There is to some extent a culture clash. If even, Sir Thomas Hughes-Hallett, a trustee of committed social investment backer Esmee Fairbairn Foundation, is on the record saying that “social investment is a passing phase that will be forgotten in 15 years”. It shows the level of mistrust from many factions in the UK social sector.But also more pertinently for those organisations wanting to engage with the market there is a gap between the flood of capital and their ability to offer investible social investment products. BSC’s most recent statement on its £36m (€49.4m) in investments so far shows 20% has gone to charities and social enterprises – translating into £7m over three years. Some 31% has gone into charitable property – a secure investment, 20% to help what is described as “critical social investment infrastructure” and 9% to help charities participate in social impact bond delivery.
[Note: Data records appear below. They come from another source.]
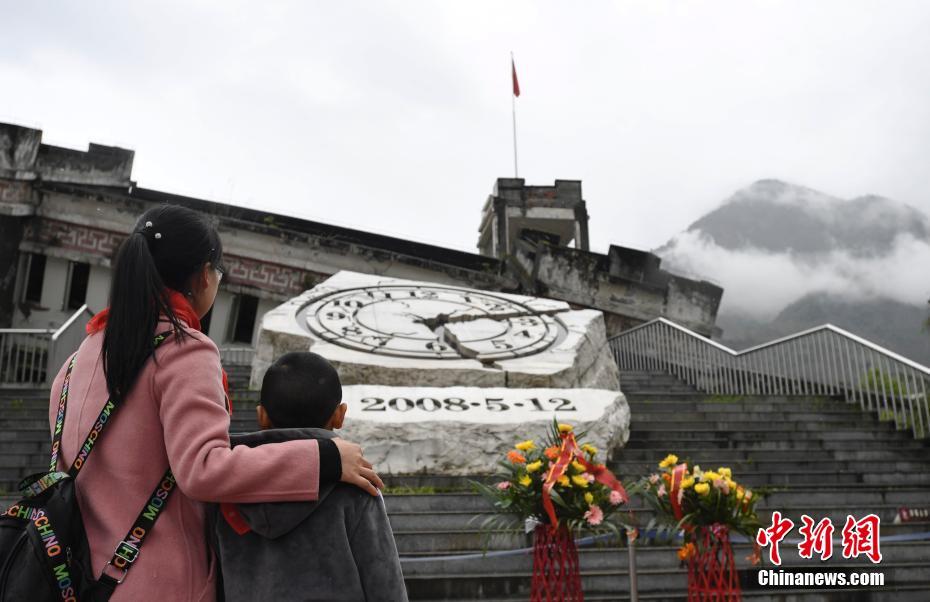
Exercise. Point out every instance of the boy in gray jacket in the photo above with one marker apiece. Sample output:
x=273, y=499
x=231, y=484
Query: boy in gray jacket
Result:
x=339, y=547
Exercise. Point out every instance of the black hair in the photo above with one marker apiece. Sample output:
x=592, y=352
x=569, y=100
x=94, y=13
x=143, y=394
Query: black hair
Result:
x=301, y=390
x=167, y=246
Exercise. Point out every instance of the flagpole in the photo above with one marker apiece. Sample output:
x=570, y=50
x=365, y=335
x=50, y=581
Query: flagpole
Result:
x=513, y=103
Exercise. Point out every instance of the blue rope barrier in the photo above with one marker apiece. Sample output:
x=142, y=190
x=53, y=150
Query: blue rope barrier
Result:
x=585, y=541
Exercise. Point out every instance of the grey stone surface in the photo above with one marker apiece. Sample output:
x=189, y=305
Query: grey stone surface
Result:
x=417, y=432
x=578, y=358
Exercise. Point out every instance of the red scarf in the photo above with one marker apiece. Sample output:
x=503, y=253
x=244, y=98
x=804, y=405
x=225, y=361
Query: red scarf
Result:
x=182, y=309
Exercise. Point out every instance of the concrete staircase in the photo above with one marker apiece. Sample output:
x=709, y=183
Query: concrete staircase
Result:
x=825, y=458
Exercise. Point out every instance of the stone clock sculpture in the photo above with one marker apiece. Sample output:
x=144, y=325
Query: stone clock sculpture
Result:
x=430, y=369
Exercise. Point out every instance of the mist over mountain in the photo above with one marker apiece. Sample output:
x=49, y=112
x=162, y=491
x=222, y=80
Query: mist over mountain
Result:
x=790, y=258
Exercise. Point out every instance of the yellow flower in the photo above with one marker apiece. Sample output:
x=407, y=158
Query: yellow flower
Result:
x=670, y=460
x=710, y=475
x=687, y=551
x=580, y=481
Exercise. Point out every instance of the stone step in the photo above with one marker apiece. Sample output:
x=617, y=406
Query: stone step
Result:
x=711, y=458
x=755, y=444
x=750, y=424
x=637, y=406
x=441, y=520
x=916, y=592
x=447, y=541
x=832, y=417
x=449, y=484
x=459, y=585
x=648, y=557
x=837, y=496
x=629, y=467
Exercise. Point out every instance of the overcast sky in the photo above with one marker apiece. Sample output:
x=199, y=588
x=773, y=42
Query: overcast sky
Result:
x=396, y=116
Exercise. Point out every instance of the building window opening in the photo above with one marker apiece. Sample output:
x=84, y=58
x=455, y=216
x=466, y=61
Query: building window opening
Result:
x=246, y=311
x=77, y=285
x=35, y=278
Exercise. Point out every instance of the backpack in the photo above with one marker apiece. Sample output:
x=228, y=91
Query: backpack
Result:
x=44, y=555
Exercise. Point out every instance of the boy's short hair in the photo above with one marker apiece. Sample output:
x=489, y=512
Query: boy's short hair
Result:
x=301, y=390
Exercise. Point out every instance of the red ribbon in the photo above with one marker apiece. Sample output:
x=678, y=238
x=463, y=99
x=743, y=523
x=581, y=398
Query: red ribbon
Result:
x=182, y=309
x=678, y=475
x=185, y=312
x=569, y=451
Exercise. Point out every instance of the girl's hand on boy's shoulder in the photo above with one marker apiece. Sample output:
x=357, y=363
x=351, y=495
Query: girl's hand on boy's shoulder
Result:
x=356, y=470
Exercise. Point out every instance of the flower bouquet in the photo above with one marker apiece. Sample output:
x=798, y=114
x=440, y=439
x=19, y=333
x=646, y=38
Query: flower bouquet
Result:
x=556, y=488
x=706, y=505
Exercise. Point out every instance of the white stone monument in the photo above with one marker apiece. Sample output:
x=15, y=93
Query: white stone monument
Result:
x=443, y=379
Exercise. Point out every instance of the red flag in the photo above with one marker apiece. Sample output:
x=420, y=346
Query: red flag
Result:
x=516, y=84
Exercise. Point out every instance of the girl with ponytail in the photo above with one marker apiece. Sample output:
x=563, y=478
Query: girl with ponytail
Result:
x=174, y=414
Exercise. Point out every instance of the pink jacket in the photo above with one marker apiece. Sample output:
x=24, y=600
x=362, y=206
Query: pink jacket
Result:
x=174, y=415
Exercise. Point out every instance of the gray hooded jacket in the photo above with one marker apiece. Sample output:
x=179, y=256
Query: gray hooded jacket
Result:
x=339, y=547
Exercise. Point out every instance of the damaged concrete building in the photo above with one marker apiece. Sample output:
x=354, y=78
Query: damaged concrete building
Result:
x=64, y=213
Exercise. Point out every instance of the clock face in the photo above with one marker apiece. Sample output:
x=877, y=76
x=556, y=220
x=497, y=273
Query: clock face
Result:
x=430, y=322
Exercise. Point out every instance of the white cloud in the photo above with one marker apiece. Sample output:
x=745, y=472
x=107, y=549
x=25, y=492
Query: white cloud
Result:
x=761, y=284
x=395, y=116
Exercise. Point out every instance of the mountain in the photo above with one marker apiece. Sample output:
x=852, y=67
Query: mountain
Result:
x=790, y=258
x=891, y=324
x=775, y=216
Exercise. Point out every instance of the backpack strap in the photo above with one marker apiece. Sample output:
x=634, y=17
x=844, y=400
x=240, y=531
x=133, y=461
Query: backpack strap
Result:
x=57, y=557
x=128, y=550
x=106, y=414
x=60, y=419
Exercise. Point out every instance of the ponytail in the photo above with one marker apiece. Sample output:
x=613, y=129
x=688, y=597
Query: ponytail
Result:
x=167, y=246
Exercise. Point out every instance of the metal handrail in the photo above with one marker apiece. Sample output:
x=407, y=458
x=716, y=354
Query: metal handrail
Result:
x=31, y=357
x=825, y=360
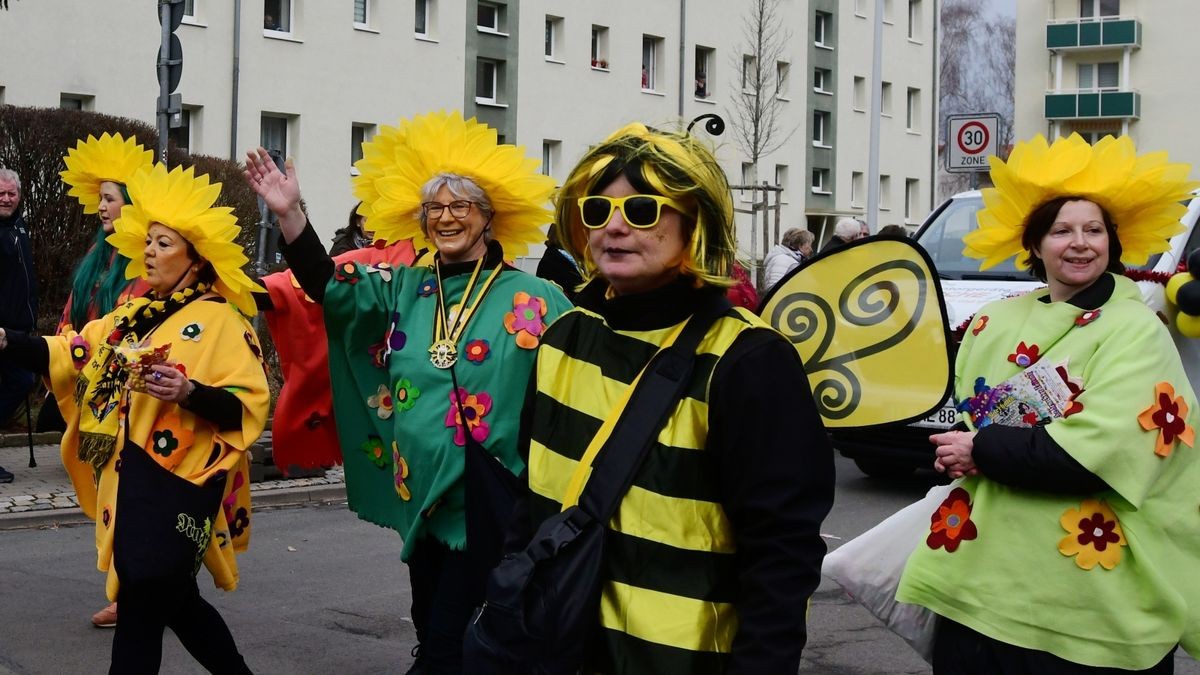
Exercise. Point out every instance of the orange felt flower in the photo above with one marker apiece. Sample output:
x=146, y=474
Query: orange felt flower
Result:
x=1168, y=414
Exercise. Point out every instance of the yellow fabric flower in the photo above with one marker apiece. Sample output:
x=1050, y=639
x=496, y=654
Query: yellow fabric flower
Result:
x=1095, y=535
x=1141, y=193
x=400, y=160
x=183, y=201
x=96, y=160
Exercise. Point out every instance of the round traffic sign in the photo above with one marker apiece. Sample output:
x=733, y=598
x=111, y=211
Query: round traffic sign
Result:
x=973, y=137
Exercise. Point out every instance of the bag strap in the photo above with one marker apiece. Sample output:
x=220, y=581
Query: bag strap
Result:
x=635, y=425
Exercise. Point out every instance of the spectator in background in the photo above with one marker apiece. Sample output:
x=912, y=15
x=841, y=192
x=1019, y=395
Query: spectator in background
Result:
x=18, y=293
x=846, y=231
x=785, y=256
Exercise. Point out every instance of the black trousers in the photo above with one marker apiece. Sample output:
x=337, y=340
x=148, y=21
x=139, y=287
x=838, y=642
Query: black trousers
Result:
x=959, y=650
x=442, y=605
x=145, y=609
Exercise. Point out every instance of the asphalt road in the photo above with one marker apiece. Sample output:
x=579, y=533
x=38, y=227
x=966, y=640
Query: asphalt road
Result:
x=325, y=592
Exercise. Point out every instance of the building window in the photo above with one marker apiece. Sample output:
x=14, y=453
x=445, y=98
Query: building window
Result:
x=490, y=18
x=489, y=81
x=783, y=75
x=822, y=79
x=274, y=135
x=600, y=47
x=859, y=102
x=553, y=36
x=911, y=196
x=705, y=59
x=1099, y=76
x=821, y=181
x=551, y=151
x=822, y=29
x=277, y=16
x=913, y=19
x=912, y=109
x=652, y=48
x=1092, y=9
x=821, y=127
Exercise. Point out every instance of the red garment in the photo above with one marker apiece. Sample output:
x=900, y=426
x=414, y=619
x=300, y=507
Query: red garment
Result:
x=303, y=432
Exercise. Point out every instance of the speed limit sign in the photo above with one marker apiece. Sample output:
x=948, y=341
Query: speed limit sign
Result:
x=970, y=139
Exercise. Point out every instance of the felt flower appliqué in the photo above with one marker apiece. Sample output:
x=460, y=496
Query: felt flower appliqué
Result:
x=191, y=332
x=478, y=350
x=79, y=351
x=382, y=401
x=400, y=470
x=373, y=448
x=951, y=524
x=1095, y=536
x=1168, y=414
x=526, y=320
x=1025, y=356
x=474, y=407
x=406, y=394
Positively, this statement also shows that Big Society Capital’s investments have attracted almost double the amount from co-investors – BSC’s £36m, has been matched with £68m (€93.2m) in co-investment. So its goal to “grow the social investment market” seems to be on track and it is crowding in capital.

But, the Alternative Commission on Social Investment contends that this has driven the “emergence of a small market of social investment intermediaries (organisations which get BSC funds to invest in the frontline) aiming to invest large amounts of money in large social sector organisations with high growth potential, supported by a government-funded investment readiness programme”.

*RI’s Senior Reporter Vibeka Mair sat on the Commission.